Kız kaşlarını çattı ve adamın ayağının dibine kürekteki tüm çöpü döküp, içeri girdi.

“Bu ne şimdi?” kız bir şey demeden bahçe kapısını kapatıp, içeri girdi. “Havaya bak havaya. Dersin akşam beni istemeye gelecekler topluca. Bu sinir neye acaba?”

O sırada Uğur oflayarak çıktı kapıdan. Bulut hemen ona döndü. “Ne oldu lan gene?”

“Of, babam tutturdu bu sene okul biter bitmez askere gideceksin diye.”

Bulut sırıttı. “İyi ya işte oğlum, git aradan çıksın. Sonra helalinden kız bulup, evlendirelim seni. Zaten maşallah mahalle evlenme meraklıları ile dolu,” son sözlerini sinirle söyledi. “Yok anam bu ne? Biri gidiyor biri geliyor. Konuşacam ama bu sefer de adım kıskandı‘ya çıkacak. Yoksa hiç alakası yok. Ablam da kendi ağzı ile diyor, kız istemiyor. Ne zorunuz var Birkan’ı sokuyorsunuz kızın gözüne gözüne! Ama ben Birkan’ı göreceğim bugün. Bir bir kanını sikeceğim onun.”

Uğur kaşlarını çatmış, adamı izliyordu. “Abi sen benden mi bahsediyorsun, başkasından mı anlamadım ben olayı?”

“Ben çok mu anladım sanki.” Birden adama döndü yakasından tuttu. “Hayatındaki o puştu da öğreneceğim!” deyip, bıraktı adamı.

Uğur üstünü silkelerken yüzünü ekşiterek baktı adama, “Lan benim hayatımda puştun ne işi var? Deli misin manyak mısın nesin? Neyin kafası bu?”

Bulut sinirle döndü adama “Senden mi bahsediyorum lan ben?”
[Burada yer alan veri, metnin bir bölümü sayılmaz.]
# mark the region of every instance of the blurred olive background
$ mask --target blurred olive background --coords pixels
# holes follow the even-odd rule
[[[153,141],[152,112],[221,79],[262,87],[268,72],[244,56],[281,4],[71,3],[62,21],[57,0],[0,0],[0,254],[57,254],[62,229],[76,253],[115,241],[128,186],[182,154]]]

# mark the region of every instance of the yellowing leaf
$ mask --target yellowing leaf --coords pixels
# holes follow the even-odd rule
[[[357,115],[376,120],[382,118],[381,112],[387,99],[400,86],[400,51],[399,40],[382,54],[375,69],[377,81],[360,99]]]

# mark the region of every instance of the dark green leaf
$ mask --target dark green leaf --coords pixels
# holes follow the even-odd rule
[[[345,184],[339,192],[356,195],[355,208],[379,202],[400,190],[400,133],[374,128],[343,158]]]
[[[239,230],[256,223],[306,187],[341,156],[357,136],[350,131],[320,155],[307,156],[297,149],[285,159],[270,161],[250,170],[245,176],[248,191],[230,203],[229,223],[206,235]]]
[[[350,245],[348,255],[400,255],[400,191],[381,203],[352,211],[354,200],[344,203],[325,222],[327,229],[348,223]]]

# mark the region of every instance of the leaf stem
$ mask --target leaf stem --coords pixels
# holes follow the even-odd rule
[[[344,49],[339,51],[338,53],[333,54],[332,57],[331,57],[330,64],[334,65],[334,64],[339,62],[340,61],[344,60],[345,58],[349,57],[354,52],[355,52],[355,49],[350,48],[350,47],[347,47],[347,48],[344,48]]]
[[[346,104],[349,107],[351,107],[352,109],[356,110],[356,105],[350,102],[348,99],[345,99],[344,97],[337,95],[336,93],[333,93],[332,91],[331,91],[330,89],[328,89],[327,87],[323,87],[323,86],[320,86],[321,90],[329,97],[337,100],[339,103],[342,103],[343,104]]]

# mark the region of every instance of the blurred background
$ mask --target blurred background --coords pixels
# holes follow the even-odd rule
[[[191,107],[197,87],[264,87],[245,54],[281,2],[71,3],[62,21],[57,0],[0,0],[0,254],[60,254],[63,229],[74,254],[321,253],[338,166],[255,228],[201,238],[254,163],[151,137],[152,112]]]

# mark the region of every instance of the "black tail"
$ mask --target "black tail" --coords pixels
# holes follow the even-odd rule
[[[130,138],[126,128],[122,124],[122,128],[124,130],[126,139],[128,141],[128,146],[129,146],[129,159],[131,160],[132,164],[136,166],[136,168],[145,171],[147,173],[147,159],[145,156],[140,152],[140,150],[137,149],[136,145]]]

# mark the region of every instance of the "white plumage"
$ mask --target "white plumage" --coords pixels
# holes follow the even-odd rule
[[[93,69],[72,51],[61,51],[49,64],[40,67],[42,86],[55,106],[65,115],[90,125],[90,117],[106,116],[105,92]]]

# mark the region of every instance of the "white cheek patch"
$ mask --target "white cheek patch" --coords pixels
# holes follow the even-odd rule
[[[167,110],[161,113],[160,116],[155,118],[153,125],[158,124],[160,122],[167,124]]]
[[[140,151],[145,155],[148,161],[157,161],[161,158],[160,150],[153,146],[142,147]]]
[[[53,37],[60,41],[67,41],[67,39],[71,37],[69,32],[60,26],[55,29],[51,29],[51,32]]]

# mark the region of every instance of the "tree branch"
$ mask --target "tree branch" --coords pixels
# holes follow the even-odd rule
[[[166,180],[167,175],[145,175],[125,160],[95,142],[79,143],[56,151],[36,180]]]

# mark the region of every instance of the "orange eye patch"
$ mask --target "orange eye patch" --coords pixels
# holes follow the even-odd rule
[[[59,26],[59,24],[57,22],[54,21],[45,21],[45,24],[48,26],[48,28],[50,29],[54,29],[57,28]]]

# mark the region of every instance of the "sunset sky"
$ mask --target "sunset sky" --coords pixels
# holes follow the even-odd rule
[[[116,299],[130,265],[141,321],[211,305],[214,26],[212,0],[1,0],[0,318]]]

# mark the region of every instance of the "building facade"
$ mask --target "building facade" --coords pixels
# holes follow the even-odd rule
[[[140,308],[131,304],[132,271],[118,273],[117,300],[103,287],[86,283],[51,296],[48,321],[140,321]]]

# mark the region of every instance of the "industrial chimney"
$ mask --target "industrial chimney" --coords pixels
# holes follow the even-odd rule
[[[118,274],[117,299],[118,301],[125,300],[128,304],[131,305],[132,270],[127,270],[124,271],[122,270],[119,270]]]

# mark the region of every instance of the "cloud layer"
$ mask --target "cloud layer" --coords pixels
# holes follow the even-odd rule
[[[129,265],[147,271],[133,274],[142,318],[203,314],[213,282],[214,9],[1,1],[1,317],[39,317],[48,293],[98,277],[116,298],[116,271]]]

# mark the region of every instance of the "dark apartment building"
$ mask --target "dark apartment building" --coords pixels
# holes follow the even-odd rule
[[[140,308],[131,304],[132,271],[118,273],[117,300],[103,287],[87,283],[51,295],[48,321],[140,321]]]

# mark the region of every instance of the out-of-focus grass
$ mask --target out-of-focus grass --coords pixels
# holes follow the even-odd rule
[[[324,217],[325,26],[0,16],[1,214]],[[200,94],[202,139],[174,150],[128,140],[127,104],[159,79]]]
“Ee kimden bahsediyorsun ben anlamadım ki?”

“Hayır, madem hayatında o pezevenk, piç var; senin elin adamının rüyasında ne işin var diye sormazlar mı adama?”

“Sorarlar mı?” dedi Uğur merakla.

“Sorarlar tabi!” diye çıkıştı Bulut. “Benim nişanlım başkasının rüyasına girip, elin adamı öpecek, sikerim lan tüm sülalesini o adamın.”

“Abi, doğruyu söyle kurban olayım. Sen sabah sabah ne içtin?”

“Çay.”

“O mu kafa yaptı sende?”

“Lan yürü git, asabım bozuk zaten.”

“İşte onu diyorum, ne oldu da asabın bozuldu? Kim öptü, ne dedi, rüya kim? Ben bir şey anlamadım.”

“Anlama zaten,” dedi ve adamla yolunu ayırıp, lokantaya girdi.

 ***

“Adama bak, tahtası eksik, bana soruyor parçasını! Sen git musluk tamir et o cadı kadınla kızının evinde.” Süpürgeyi bahçenin bir köşesine attı. O sırada bahçeye Emsal hanım girdi.

Kız hemen ayağa kalkıp gülümsedi. “Hoşgeldin Emsal teyze.”

“Teyze de eğreti duruyor kız, anne daha mı çok şey olurdu, hadi inşallah” diye homurdandı ama kız duymamıştı. “Hoşbulduk ay parçası kızım benim, annen içeride mi?”

“İçerde Emsal teyze.” Kız kapıdan bağırdı. “Anne! Emsal teyze geldi.”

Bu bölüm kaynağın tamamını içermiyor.